美しいものは、時代を超える。| 流行は変わる。美しさは残る。
時代は変わります。
人々の価値観も、流行も、ライフスタイルも変わり続けています。
それでも、不思議なことがあります。
何十年、あるいは100年以上の時を経ても、人の心を動かし続けるものがあるということです。
建築。
絵画。
家具。
そしてヴィンテージウォッチ。
私は、その理由を考えることがあります。
先日、実際にグスタフ・クリムトの作品を見る機会がありました。
以前から興味はありましたが、本物を目の前にすると印象は大きく変わりました。
クリムトの作品は、一見すると華やかで、金箔を多く用いた豪華な作品に見えます。
しかし、作品の前でゆっくり眺めていると、私が惹かれたのは豪華さではありませんでした。
構図の美しさです。
人物と余白。
直線と曲線。
色彩の配置。
そのすべてが緻密に計算されているにもかかわらず、不思議なほど自然で心地よく感じられる。
華やかでありながら、決して騒がしくない。
そこには、静かな品格と、一貫した美しさの思想がありました。
私は、その瞬間に気付きました。
本当に美しいものは、流行を追いかけていない。
だからこそ、時代が変わっても美しいのだと思います。
私は同じことを建築でも感じます。
フランク・ロイド・ライトの建築に初めて触れたときも、「古い建物」を見ているという感覚はありませんでした。

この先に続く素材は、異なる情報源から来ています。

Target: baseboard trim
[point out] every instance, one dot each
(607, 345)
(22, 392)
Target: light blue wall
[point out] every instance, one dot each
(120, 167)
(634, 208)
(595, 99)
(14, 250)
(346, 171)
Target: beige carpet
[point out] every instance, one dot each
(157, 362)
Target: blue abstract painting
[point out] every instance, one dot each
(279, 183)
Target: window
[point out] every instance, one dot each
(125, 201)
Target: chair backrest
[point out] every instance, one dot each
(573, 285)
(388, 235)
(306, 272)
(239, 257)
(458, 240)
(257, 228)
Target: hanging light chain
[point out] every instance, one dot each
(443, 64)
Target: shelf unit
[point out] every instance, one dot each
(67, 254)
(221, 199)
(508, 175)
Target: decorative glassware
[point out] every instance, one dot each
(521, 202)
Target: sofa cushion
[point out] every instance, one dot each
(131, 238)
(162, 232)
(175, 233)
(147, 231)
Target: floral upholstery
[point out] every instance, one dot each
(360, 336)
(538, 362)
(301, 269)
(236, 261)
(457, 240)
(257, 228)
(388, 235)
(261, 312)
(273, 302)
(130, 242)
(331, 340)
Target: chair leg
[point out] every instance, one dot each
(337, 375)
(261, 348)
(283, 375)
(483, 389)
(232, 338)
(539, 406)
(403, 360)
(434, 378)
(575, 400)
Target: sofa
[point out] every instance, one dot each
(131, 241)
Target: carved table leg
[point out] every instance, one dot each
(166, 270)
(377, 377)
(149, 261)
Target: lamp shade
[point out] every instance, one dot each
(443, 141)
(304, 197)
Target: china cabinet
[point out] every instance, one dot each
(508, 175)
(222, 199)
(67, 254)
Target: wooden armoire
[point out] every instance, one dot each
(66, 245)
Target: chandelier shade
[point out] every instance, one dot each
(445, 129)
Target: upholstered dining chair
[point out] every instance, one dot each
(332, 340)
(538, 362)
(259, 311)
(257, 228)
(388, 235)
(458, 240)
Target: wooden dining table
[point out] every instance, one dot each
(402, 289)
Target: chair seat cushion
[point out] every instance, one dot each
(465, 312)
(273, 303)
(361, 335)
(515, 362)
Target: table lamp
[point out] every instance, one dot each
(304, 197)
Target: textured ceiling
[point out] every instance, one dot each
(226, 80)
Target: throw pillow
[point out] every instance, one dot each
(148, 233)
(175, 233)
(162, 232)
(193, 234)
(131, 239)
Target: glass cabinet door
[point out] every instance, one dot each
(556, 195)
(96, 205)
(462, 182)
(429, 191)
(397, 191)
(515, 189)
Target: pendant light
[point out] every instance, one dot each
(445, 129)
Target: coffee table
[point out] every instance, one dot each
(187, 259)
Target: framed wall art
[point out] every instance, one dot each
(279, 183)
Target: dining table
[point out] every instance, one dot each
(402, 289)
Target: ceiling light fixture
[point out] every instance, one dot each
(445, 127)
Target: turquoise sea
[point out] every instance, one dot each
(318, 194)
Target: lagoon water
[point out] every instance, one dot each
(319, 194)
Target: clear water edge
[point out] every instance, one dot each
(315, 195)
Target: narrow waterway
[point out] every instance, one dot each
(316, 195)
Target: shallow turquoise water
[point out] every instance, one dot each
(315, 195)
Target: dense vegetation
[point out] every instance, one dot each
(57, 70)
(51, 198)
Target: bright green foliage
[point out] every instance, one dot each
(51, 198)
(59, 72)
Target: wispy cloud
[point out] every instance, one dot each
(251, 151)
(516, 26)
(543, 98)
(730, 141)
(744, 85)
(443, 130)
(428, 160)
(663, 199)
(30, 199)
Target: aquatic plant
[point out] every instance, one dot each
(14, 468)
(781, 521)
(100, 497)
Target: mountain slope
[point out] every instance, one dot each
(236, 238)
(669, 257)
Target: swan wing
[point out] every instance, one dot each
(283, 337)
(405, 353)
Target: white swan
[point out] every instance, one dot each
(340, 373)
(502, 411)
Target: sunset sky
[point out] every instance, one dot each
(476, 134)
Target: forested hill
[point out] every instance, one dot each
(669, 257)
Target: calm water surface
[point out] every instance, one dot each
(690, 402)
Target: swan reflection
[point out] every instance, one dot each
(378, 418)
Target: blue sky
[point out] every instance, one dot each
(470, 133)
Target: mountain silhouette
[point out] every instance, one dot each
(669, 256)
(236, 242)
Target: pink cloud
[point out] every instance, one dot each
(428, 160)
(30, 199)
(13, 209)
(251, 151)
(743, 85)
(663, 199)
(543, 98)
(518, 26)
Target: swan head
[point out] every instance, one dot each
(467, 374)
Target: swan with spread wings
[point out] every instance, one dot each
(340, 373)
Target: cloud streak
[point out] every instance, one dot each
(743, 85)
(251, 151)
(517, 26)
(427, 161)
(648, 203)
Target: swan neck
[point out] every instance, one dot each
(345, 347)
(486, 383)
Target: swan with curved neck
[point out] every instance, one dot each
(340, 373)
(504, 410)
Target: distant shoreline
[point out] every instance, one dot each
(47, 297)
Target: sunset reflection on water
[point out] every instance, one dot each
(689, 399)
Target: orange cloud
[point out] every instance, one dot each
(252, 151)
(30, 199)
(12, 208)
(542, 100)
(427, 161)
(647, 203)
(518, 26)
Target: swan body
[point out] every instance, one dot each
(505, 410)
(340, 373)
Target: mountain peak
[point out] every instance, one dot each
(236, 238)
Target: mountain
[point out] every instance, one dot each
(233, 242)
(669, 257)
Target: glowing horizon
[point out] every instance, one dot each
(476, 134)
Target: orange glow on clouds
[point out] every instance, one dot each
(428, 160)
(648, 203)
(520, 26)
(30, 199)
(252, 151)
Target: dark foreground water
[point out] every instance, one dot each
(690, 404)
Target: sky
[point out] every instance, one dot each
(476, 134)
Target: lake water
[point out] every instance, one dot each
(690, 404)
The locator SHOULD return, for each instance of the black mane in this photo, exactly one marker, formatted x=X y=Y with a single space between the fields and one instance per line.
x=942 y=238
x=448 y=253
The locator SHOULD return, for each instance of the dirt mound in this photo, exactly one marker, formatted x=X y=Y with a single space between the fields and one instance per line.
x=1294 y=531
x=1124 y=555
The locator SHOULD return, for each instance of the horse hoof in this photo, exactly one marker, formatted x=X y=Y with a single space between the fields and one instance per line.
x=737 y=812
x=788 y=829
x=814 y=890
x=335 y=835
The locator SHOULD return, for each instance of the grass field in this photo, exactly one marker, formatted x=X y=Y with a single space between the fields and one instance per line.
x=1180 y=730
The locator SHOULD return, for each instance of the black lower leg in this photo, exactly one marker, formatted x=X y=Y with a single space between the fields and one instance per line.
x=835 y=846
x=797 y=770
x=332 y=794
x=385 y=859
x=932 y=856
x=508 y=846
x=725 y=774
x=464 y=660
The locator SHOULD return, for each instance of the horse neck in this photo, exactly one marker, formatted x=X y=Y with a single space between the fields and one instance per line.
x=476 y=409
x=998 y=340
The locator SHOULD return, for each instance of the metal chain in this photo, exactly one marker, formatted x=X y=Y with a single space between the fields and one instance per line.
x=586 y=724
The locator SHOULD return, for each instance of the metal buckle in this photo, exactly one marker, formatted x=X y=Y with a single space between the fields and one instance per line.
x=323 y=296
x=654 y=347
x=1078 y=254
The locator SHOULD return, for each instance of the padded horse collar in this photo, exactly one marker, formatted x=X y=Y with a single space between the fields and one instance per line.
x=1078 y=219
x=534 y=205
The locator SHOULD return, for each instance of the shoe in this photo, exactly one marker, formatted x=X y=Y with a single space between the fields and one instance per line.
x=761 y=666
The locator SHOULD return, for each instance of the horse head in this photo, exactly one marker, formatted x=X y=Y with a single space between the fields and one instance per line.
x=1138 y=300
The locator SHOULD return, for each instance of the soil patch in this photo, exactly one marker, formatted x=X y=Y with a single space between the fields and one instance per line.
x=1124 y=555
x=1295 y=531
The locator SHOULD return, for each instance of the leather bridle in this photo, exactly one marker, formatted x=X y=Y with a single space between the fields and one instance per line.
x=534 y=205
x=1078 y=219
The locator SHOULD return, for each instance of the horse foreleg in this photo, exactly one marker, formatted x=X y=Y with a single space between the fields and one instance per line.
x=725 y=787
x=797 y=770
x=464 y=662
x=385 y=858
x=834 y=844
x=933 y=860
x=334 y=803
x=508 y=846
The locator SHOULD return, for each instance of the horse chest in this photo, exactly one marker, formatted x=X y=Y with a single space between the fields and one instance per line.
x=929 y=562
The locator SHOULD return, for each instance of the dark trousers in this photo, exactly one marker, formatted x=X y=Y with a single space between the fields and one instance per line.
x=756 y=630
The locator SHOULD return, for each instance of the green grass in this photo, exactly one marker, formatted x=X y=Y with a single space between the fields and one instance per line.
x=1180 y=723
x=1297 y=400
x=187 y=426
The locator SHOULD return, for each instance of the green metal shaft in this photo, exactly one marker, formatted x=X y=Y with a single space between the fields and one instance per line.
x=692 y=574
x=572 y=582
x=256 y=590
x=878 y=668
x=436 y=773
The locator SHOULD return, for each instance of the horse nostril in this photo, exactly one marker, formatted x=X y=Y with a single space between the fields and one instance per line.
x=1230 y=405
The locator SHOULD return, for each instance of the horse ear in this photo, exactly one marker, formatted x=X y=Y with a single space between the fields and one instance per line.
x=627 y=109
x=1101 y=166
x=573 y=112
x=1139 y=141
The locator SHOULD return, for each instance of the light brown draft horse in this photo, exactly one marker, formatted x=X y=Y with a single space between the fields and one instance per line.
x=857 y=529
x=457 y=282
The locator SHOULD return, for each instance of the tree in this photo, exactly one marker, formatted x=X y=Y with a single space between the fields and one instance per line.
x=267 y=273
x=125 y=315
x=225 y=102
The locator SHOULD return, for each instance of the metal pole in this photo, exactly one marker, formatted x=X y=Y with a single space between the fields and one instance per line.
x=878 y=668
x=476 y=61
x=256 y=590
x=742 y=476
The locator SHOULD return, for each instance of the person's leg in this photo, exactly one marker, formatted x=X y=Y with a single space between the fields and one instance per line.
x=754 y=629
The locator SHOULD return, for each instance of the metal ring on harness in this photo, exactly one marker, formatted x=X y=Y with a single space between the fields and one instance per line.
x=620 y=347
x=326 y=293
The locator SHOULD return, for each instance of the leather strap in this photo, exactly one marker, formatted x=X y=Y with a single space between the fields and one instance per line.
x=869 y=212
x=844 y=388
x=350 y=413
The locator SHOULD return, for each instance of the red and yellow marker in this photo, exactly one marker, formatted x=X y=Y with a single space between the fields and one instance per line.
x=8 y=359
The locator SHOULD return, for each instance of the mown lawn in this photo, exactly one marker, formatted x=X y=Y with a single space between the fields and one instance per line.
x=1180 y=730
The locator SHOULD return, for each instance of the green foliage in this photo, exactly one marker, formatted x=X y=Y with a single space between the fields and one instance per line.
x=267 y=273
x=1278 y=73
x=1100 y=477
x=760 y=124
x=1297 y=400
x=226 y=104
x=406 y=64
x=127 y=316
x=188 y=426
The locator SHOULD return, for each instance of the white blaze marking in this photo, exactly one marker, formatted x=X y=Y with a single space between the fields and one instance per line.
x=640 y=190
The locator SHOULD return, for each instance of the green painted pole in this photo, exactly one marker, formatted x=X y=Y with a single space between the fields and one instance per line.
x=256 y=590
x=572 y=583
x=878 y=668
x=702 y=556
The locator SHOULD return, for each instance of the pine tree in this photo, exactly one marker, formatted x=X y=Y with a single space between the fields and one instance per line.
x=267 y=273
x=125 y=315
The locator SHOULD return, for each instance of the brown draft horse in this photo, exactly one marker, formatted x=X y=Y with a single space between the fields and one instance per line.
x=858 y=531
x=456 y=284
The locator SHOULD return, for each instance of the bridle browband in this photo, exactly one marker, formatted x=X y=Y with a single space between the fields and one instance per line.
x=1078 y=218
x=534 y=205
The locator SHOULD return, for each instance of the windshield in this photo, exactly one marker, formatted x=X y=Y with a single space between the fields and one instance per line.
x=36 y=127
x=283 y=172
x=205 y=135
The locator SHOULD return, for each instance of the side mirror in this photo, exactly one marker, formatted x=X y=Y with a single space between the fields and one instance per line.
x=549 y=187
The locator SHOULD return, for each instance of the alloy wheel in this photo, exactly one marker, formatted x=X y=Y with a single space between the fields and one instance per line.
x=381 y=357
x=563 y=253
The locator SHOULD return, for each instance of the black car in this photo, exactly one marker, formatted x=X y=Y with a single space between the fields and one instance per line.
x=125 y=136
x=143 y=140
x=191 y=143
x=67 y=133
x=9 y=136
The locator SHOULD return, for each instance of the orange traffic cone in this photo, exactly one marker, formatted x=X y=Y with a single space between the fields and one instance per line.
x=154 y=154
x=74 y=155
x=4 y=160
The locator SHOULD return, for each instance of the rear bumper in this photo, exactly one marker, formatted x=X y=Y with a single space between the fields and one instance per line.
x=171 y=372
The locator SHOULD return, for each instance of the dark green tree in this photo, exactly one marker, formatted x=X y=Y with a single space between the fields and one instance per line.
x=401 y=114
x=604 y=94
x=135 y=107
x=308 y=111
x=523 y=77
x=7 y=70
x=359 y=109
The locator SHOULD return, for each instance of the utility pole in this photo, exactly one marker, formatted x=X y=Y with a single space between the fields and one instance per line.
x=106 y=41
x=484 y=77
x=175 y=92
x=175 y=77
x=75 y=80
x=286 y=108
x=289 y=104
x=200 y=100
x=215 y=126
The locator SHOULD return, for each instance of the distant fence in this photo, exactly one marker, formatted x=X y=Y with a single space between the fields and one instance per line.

むしろ、今だからこそ新鮮に感じる美しさがありました。
そして、その感覚はヴィンテージウォッチにも共通しています。
ケースが描く美しい曲線。
針にわずかに与えられた繊細な曲線。
文字盤に残された美しい余白。
一見すると気付かないほど小さな違いです。
しかし、そのわずかな線の美しさや曲線の積み重ねが、時計全体に調和を生み出しています。
派手な装飾ではありません。
細部に宿る思想です。
私は、本当に美しいものとは、このような細部へのこだわりから生まれるのだと思っています。
だからヴィンテージウォッチは、何十年経った今も人の心を動かし続けるのでしょう。
流行は、新しい価値を生み出します。
それは時代に必要なものです。
しかし、本当に美しいものは、流行が過ぎ去ったあとも静かに残り続けます。
Anteがご紹介したいのは、時計という製品だけではありません。
時代を超えて受け継がれてきた、美しさの哲学です。
流行は変わります。
けれど、美しさは残ります。
私は、そのようなものだけが、本当の意味で時代を超えていくのだと思っています。